The secret to its success is an elaborate and dynamic communications network. Millions and millions of cells, organized into sets and subsets, gather like clouds of bees swarming around a hive and pass information back and forth in response to an infection.

 

Immunotherapy and cancer vaccines

Attempts to provide the immune system with the signals that it needs to recognize the cancer cells as abnormal. If successful, these strategies may allow the body to recognize and destroy cancer cells, even those that have been able to form a tumor.

 

The image depicts manufactured antibodies zeroing in on a large cancer cell.

The antibodies will attach to antigens on the cancer cell and dispense a drug to kill it.

Image provided by CISN archives. All rights reserved.    

 

CISN Summary

At every level in its life, a cancer cell and its daughter clones must evade the immune system. The immune system is a remarkably adaptable system that seeks out and destroys foreign and harmful agents within an organism.
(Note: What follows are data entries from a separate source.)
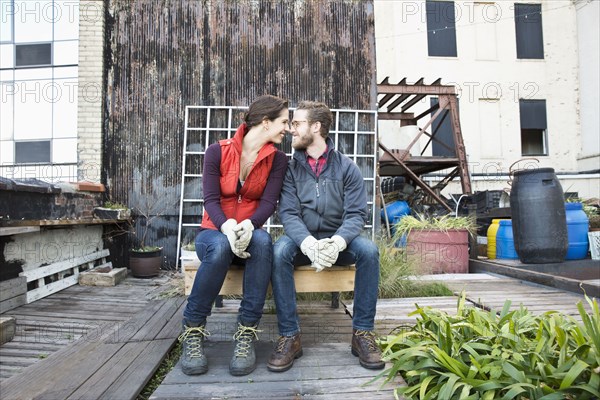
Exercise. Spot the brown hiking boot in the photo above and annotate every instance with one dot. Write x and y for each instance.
(366, 349)
(282, 358)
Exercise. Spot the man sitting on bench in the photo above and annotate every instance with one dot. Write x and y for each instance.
(323, 208)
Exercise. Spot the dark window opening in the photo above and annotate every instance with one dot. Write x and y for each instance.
(29, 55)
(533, 127)
(442, 127)
(32, 152)
(441, 28)
(532, 142)
(528, 25)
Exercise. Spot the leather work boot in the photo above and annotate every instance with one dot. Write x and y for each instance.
(244, 357)
(366, 349)
(193, 359)
(282, 358)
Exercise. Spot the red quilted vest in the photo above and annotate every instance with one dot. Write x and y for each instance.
(242, 205)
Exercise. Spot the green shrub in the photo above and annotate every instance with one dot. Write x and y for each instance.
(479, 354)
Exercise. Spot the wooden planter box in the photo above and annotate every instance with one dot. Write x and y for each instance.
(438, 252)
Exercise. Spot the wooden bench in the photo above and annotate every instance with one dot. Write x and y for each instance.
(335, 279)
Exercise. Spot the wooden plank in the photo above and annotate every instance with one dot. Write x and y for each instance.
(317, 372)
(307, 280)
(109, 374)
(54, 268)
(18, 230)
(13, 288)
(50, 288)
(172, 329)
(132, 326)
(13, 303)
(62, 372)
(131, 381)
(328, 280)
(159, 320)
(8, 327)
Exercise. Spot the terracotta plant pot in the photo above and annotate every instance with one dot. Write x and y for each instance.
(145, 264)
(438, 252)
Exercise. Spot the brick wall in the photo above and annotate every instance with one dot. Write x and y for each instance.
(89, 113)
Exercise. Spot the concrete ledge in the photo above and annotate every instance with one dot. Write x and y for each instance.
(96, 278)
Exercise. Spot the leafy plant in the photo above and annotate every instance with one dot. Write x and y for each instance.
(114, 205)
(395, 273)
(479, 354)
(439, 223)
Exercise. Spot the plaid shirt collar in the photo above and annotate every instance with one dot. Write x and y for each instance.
(318, 164)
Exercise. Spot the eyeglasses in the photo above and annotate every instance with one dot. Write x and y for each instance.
(296, 124)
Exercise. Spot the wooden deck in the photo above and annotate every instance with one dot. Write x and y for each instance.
(93, 342)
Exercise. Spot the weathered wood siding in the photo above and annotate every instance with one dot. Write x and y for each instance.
(164, 55)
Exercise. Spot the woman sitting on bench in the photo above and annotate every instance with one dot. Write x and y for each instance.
(242, 179)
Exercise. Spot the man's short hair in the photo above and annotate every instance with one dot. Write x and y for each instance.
(318, 112)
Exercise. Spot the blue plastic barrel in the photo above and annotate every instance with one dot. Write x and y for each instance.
(505, 244)
(397, 208)
(401, 242)
(577, 228)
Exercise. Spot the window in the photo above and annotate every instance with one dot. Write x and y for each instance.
(32, 152)
(533, 127)
(528, 26)
(441, 28)
(28, 55)
(6, 20)
(442, 128)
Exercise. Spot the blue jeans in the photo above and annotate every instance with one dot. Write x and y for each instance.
(361, 251)
(215, 253)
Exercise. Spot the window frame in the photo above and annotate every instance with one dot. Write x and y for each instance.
(529, 32)
(533, 117)
(447, 46)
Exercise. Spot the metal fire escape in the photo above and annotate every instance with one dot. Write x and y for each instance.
(395, 103)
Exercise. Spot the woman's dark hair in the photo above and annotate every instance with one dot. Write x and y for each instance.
(266, 106)
(317, 112)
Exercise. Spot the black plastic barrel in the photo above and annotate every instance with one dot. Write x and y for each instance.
(538, 216)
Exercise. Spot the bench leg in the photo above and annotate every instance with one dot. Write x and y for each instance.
(335, 299)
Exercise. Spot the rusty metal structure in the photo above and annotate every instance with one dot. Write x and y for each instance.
(396, 104)
(162, 55)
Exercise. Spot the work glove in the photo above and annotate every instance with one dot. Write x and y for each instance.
(310, 248)
(229, 229)
(244, 231)
(330, 248)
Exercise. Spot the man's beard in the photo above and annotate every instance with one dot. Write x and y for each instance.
(302, 142)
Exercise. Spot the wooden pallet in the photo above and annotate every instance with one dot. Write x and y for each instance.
(335, 279)
(13, 293)
(63, 274)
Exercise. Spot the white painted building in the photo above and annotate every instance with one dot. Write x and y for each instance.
(517, 70)
(51, 76)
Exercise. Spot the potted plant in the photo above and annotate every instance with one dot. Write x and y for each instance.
(436, 244)
(111, 210)
(145, 260)
(188, 252)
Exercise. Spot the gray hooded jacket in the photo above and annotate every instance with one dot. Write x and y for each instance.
(333, 204)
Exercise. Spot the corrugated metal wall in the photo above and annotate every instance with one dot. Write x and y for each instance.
(166, 54)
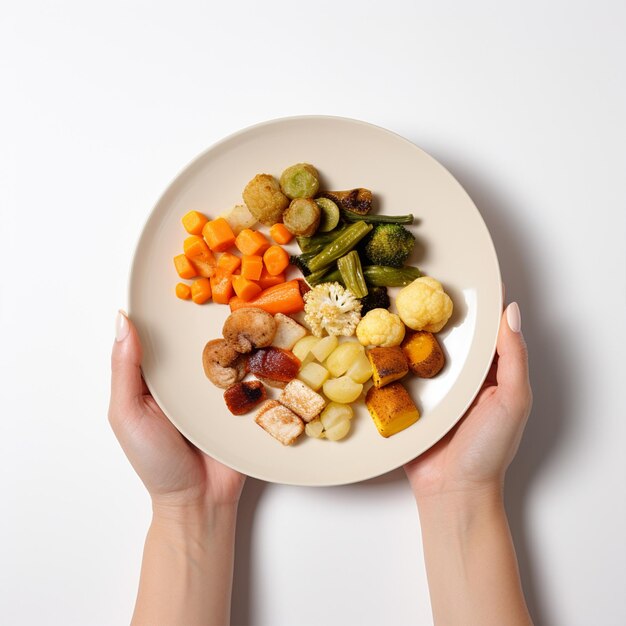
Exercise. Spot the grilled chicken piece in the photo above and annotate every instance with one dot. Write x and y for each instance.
(243, 397)
(355, 200)
(222, 365)
(280, 422)
(302, 400)
(274, 363)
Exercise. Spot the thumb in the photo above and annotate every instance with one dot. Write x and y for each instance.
(512, 374)
(126, 380)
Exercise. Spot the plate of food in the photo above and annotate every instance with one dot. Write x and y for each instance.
(318, 301)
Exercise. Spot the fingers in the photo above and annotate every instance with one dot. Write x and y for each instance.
(512, 373)
(127, 386)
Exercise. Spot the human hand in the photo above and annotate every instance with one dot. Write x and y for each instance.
(475, 454)
(177, 475)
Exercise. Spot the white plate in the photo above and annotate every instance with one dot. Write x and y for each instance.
(454, 246)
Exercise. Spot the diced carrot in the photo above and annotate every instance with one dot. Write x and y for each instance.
(200, 290)
(251, 242)
(184, 267)
(284, 298)
(275, 260)
(183, 291)
(228, 261)
(218, 234)
(221, 286)
(280, 234)
(245, 289)
(267, 280)
(251, 266)
(201, 257)
(194, 222)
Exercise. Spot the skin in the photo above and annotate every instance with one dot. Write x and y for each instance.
(458, 485)
(187, 568)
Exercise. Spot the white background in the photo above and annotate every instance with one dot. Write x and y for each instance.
(102, 104)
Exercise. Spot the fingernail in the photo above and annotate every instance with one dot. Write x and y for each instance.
(514, 317)
(121, 326)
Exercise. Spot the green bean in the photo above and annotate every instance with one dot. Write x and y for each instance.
(383, 276)
(352, 274)
(349, 216)
(340, 246)
(318, 241)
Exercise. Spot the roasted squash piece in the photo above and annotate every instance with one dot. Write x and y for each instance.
(423, 353)
(391, 408)
(388, 364)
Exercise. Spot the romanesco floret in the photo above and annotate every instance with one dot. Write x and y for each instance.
(331, 308)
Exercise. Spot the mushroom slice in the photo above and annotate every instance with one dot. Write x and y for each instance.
(222, 364)
(249, 328)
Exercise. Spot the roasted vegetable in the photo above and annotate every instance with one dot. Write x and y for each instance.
(265, 200)
(330, 214)
(350, 216)
(388, 364)
(380, 327)
(300, 181)
(376, 298)
(244, 396)
(423, 353)
(347, 240)
(302, 217)
(391, 408)
(349, 267)
(375, 275)
(356, 200)
(319, 240)
(424, 305)
(331, 308)
(389, 245)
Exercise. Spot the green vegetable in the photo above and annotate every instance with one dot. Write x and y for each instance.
(340, 246)
(301, 261)
(376, 298)
(349, 216)
(383, 276)
(317, 242)
(300, 181)
(352, 274)
(388, 244)
(330, 214)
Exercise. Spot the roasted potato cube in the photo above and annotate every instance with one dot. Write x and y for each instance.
(388, 364)
(391, 408)
(288, 332)
(302, 400)
(279, 421)
(423, 353)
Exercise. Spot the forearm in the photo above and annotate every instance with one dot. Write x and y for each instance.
(471, 565)
(187, 568)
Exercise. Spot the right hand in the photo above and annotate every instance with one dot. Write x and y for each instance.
(475, 454)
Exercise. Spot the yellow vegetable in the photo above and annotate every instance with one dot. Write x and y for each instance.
(424, 305)
(379, 327)
(391, 408)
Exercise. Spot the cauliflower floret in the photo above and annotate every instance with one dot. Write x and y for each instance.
(331, 308)
(424, 305)
(379, 327)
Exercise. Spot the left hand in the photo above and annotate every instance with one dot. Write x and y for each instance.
(176, 474)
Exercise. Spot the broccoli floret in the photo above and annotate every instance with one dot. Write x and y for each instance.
(376, 298)
(388, 244)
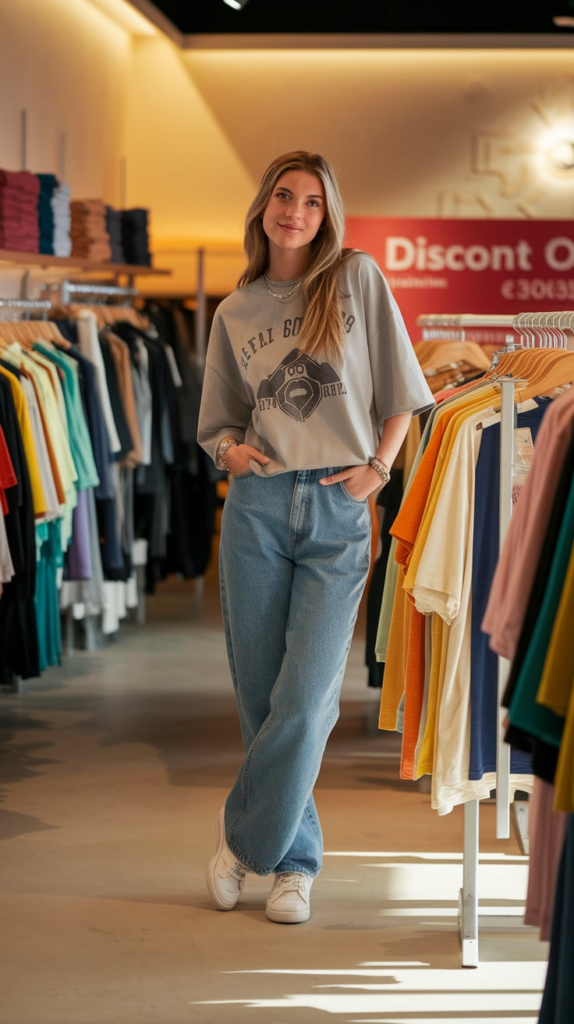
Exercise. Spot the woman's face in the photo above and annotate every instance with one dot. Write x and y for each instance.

Cancer cells have developed several ways to evade the surveillance of the immune system. Many cells have lost proteins (antigens) on their cell surface so that the body can't recognize that these cells are foreign. Other cancer cells secrete cytokines such as transforming growth factor beta (TGFß), which inhibit the function of the immune system.

  • Cancer cells send signals to the immune system that, in turn, support or suppress tumor development.
  • In particular, macrophages (a type of white blood cell that surrounds and kills microorganisms), removes dead cells, and stimulates the action of other immune system cells, seem to play an important role in cancer.